Scientific classification
- Kingdom: Plantae
- Clade: Tracheophytes
- Clade: Angiosperms
- Clade: Eudicots
- Clade: Rosids
- Order: Myrtales
- Family: Myrtaceae
- Genus: Angophora
- Species: A. robur
- Binomial name: Angophora robur L.A.S.Johnson & K.D.Hill
- Synonyms: Eucalyptus robur (L.A.S.Johnson & K.D.Hill) Brooker

= Angophora robur =

- Genus: Angophora
- Species: robur
- Authority: L.A.S.Johnson & K.D.Hill
- Conservation status: VU
- Synonyms: Eucalyptus robur (L.A.S.Johnson & K.D.Hill) Brooker

Species of tree

Angophora robur, commonly known as the sandstone rough-barked apple or the broad-leaved sandstone apple, is a species of small tree that is endemic to a small area in New South Wales.

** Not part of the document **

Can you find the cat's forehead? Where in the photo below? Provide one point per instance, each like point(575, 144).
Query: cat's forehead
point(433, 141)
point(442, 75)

It has rough, fibrous bark on the trunk and branches, lance-shaped to egg-shaped or oblong adult leaves, flower buds in groups of three or seven, white or creamy white flowers and cup-shaped to bell-shaped fruit.

==Description==
Angophora robur is a tree that typically grows to a height of 10 m and forms a lignotuber. It has rough, fibrous, greyish bark on the trunk and branches, Young plants and coppice regrowth have sessile leaves that are lance-shaped to oblong, 80-150 mm long and 20-50 mm wide with a stem-clasping base and arranged in opposite pairs. Adult leaves are also arranged in opposite pairs, lance-shaped to egg-shaped or oblong, paler on the lower surface, 60-180 mm long, 25-60 mm wide and sessile. The flower buds are arranged on the ends of branchlets on a branched peduncle 15-35 mm long, each branch of the peduncle with three or seven buds on pedicels 8-23 mm long. Mature buds are globe-shaped, 7-10 mm long and 7-12 mm long with a ribbed floral cup and white or creamy white petals with a green keel. Flowering has been observed in December and the fruit is a cup-shaped to bell-shaped capsule 12-17 mm long, 12-16 mm wide and longitudinally ribbed with the valves enclosed in the fruit.

==Taxonomy and naming==
Angophora robur was first formally described in 1990 by Lawrie Johnson and Ken Hill in the journal Telopea from specimens they collected near Kremnos Creek on the Glenreagh - Grafton Road in 1984. Genetic analysis shows it to be closely related to smudgee (Angophora woodsiana).

==Distribution and habitat==
Sandstone rough-barked apple has a limited distribution near the coast of northern New South Wales along a sandstone belt running from near Glenreagh, north-west of Coffs Harbour to Coaldale north-west of Grafton. It grows in woodland on shallow sandstone soils.

==Conservation status==
This eucalypt is listed as "vulnerable" under the Australian Government Environment Protection and Biodiversity Conservation Act 1999 and the New South Wales Government Threatened Species Conservation Act 1995. The main threats to the species are clearing for agriculture, too-frequent fires, widening of roads and timber harvesting.